Who would be affected
- Insurers: Health plans issued, delivered, or renewed in Michigan that currently cover contraceptives will need to provide point‑of‑sale, in‑network coverage for OTC and emergency contraceptives without a prescription.
- Insured individuals: Plan members would be able to obtain OTC contraception and emergency contraception at in‑network pharmacies without a prescription—potentially reducing out‑of‑pocket costs and barriers to access.
- Pharmacies and pharmacy networks: In‑network pharmacies will be the point of dispensing for covered OTC contraceptives; pharmacy billing and reimbursement processes may require adjustments.
- Medicaid (related bill SB 974): SB 973 addresses private insurance; a companion Senate bill (SB 974) would require Medicaid to cover OTC contraception without a prescription. Analyses flag that the Medicaid change could have a significant and uncertain fiscal impact.

Fiscal impact
- Nonpartisan Senate staff analysis: SB 973 would have no direct fiscal impact on State or local government.
- House Fiscal Agency notes: enforcement fines under the Insurance Code are possible (civil fines up to specified statutory caps), which could produce general fund receipts if violations occur.
- Medicaid (SB 974): Separately, expanding Medicaid access to dispense preferred‑list contraceptives without prescriptions could carry a significant fiscal cost to the Department of Health and Human Services; scope and cost are uncertain.

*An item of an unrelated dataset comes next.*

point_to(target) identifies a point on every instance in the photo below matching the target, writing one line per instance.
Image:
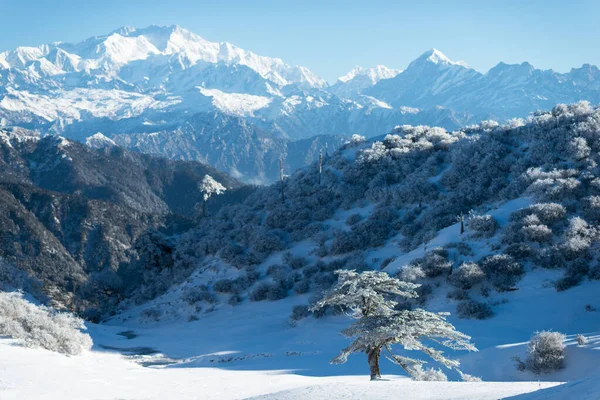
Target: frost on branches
(208, 187)
(371, 298)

Practical effects and considerations
- Increases direct, pharmacy‑based access to OTC contraceptives and emergency contraception for people covered by private plans that already include contraceptive benefits.
- Insurer utilization controls remain available, which could affect practical access (prior authorization, quantity limits).
- Coordination needed between insurers and pharmacy networks to implement point‑of‑sale reimbursement for OTC products.
- Separate legislative or administrative action (SB 974) would be needed to create equivalent prescription‑free access for Medicaid enrollees; that change raises fiscal and operational questions for the Medicaid program.

Compiled from official sources — confirm details with the bill’s official record.